There are accidental decorations, too. A black cat has met its fate on 7th East. A young married couple have giddily painted “It’s a Girl” in red lettering on their living room window. I pass the house the day after a rain storm, the careful letters running like blood, the happy news made unintentionally horrific.
Mid-week I haul my son down the street for a playdate. Our neighborhood is lousy with three-year-old boys, and it is something of a joy to watch them play, to witness the buoyancy that comes with innocence. “You’re the only one without a baby,” my friend says as she pulls her infant daughter from her car seat. This observation is simultaneously painful and comforting. We talk about preschools and diets and grocery shopping. I am thankful for the beneficence of geography—that we women are not only neighbors, but friends.
On Friday the street a few blocks down from us is cordoned off by
emergency vehicles. Police swarm the home of a retired couple—parents who have
recently taken in their thirty-something son. Rumors fly about the son, and I gather slivered
gossip that includes words like explosive devices and teenaged girls and abuse.
The retired couple, by all accounts, are not to blame. "Good people," my neighbor says of the parents. "At church every Sunday."

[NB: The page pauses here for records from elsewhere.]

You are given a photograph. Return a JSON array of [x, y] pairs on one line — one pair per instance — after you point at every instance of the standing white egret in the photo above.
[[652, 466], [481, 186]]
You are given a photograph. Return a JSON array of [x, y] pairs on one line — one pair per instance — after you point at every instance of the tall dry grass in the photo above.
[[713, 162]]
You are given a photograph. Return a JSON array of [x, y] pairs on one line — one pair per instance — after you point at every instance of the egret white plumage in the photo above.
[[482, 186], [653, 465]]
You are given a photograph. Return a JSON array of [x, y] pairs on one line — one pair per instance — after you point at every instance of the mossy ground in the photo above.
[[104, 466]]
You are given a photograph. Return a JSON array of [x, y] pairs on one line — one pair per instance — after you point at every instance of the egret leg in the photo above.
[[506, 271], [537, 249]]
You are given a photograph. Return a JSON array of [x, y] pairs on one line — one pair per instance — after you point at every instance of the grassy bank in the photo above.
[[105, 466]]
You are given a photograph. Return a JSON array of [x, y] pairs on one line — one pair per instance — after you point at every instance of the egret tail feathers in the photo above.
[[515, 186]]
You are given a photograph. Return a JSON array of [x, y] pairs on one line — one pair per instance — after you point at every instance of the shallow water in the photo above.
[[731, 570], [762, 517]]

That night I can’t sleep. There are reports of stolen cars and egged houses on the neighborhood Facebook page. The wind howls outside my window.
It seems the world itself is ill at ease; a world where adult children
masquerade as clowns and take things that don't belong to them and seek the presidency. I think of my own babies, asleep
in their beds, and try to console myself with the thought that most children
grow up to be just people. I try to reassure myself that we are safe, here in our home; that the
walls are solid, the foundation sure. And then comes morning, calm and bright and blue. There is nothing like a brilliant autumn day. I am thankful for the mercy of the equinox, that the bitter is balanced by the sweet.
A few days later, I drive past the house of the retired couple.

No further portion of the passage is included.